The sample size was calculated using the following formula Sample Size (n) = [(Z^2) * p * (1 - p)]/ (E^2) Where: n: Sample size, - Z: Z-score corresponding to the desired confidence level approximately 1.96 for 95% confidence), p: Expected stunting prevalence (as a decimal) - E: Margin of Error (as a decimal). Because there is no previous literature on the prevalence of stunting and thinness among adolescents of Tharparkar. So, the average national prevalence of stunting and thinness of 25% percent was taken. Twenty-five percent expected prevalence (0.25), a 95% confidence level, and a 5% margin of error, as a result, a sample size of approximately 424 adolescents was needed for the study. We collected more than 600 samples. A total of 635 samples were collected. However, 36 samples were excluded for various reasons: age above 19 [4], age below 10 [4], married individuals [12], recent diarrhea cases [6], and outliers [10]. This left 599 samples for analysis. (Table 1).

Informed consent

Most of the participants were under 18 years old, after explaining the research project objectives to their parents, written informed consent for data collection was obtained from parents.

Data collection

A team of trained data collectors was formed. The team was trained to collect data in a rural setting under the supervision of a trained Ph.D. student. All those participants whose permission was obtained were asked to go to station 1 for an interview about sociodemographic and dietary factors, then station 2 for anthropometry.

Variable setting

The presence or absence of stunting and thinness were considered dependent variables. Independent variables included Demographic factors such as age, gender, and ethnicity, socioeconomic factors such as education level, parental education, siblings, income, and total family members, dietary factors such as breakfast, lunch, dinner, and type of diet, Height for age Z score (HAZ) above 0 was considered normal between -2 and -0.99 is considered mildly stunted, HAZ between -2 and -3 was considered Moderately stunted HAZ less than -3 was considered severely stunted. Body Mass Index for age Z score (BAZ) above 0 was considered normal between -2 and -0.99 is considered mild, BAZ between -2 and -3 was considered Moderately thin BAZ less than -3 was considered severely thin.

Anthropometry

Participants were asked to remove heavy clothes, shoes, and other accessories. Weight and height were measured using calibrated scales placed on level surfaces. Weight and height were recorded to the nearest 0.1 kilograms and 0.5 inches, respectively. Height for age Z score (HAZ) and Body Mass Index for age Z score (BAZ) were calculated using the World Health Organization (WHO) recommended Anthro plus software.
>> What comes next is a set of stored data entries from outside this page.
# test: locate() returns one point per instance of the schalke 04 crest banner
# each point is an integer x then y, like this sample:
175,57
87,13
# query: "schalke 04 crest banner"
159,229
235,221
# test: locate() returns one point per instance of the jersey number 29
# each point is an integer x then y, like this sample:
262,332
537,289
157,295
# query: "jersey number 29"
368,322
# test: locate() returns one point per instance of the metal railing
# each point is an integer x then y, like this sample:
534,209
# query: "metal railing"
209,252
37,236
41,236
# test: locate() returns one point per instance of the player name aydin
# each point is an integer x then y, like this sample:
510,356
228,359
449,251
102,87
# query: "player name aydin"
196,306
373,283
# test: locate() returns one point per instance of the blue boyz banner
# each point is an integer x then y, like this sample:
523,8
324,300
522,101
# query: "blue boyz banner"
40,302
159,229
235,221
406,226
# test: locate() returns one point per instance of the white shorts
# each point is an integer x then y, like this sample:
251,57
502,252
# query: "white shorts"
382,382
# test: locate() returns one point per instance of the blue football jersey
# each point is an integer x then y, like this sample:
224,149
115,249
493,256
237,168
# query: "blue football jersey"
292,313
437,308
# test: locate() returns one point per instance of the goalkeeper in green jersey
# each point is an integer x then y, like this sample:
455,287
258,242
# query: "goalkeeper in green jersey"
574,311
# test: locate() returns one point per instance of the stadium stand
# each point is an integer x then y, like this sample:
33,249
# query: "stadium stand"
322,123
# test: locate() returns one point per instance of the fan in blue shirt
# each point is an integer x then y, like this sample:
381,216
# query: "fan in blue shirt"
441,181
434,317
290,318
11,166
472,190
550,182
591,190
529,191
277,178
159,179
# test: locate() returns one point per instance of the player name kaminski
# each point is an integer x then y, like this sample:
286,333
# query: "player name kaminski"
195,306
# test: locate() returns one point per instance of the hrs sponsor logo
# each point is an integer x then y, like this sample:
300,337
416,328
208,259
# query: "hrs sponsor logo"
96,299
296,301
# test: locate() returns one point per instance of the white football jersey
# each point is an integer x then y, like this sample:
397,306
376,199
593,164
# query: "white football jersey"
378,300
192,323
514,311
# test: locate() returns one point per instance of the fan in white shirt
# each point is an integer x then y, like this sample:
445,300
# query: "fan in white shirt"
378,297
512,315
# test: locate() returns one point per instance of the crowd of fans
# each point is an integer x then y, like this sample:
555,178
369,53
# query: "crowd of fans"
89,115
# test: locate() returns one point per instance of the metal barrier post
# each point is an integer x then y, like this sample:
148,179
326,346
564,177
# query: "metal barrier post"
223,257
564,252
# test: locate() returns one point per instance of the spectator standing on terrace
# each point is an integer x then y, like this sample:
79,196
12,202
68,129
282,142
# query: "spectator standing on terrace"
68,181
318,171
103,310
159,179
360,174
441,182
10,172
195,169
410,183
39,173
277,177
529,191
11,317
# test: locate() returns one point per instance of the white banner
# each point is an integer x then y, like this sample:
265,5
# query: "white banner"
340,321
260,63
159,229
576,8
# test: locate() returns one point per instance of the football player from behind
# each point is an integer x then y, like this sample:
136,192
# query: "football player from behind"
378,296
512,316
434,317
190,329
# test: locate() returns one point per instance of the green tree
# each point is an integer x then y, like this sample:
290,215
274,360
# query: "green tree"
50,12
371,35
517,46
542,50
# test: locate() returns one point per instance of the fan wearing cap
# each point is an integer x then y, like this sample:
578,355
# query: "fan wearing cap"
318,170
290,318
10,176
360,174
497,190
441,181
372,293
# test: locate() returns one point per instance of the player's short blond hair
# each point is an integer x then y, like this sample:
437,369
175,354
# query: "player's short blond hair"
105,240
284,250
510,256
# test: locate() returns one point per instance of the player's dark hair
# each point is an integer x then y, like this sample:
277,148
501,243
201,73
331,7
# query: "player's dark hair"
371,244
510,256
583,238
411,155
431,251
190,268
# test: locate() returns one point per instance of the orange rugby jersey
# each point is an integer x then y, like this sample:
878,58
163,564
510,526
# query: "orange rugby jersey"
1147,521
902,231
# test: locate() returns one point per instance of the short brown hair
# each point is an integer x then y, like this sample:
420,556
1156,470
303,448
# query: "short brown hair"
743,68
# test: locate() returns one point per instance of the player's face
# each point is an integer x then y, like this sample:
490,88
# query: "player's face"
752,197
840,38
Inclusion and exclusion criteria.

Healthy unmarried adolescents who permanently belong to district Tharparkar without any disease history in the past 3 months were included in the study. Unhealthy, married, under or over the age of adolescence with any disease history in the past 3 months were excluded from this study.

Ethical approval

Ethical approval was obtained from the Research Ethical Review Committee of the University of Sindh, Jamshoro.

Statistical analysis

Special Package for Social Sciences (SPSS) software version 23 was used to compute frequencies, mean, SD, and chi-square and binary logistic regression analysis. The significance was determined using a P value of 0.05. WHO Anthro Plus software was used to calculate the Z score.

Results

General characteristics of study participants

The overall mean age of the study participants was 14.11±2.43 years, and the mean weight was 36.842±8.83 kgs. The mean height of the study participants was 149.0151±11.27 centimeters. The mean height for age z score was -1.3094±1.17. The mean body mass index for age z score was -1.5473±1.27. The gender-wise mean values are shown in Table 2.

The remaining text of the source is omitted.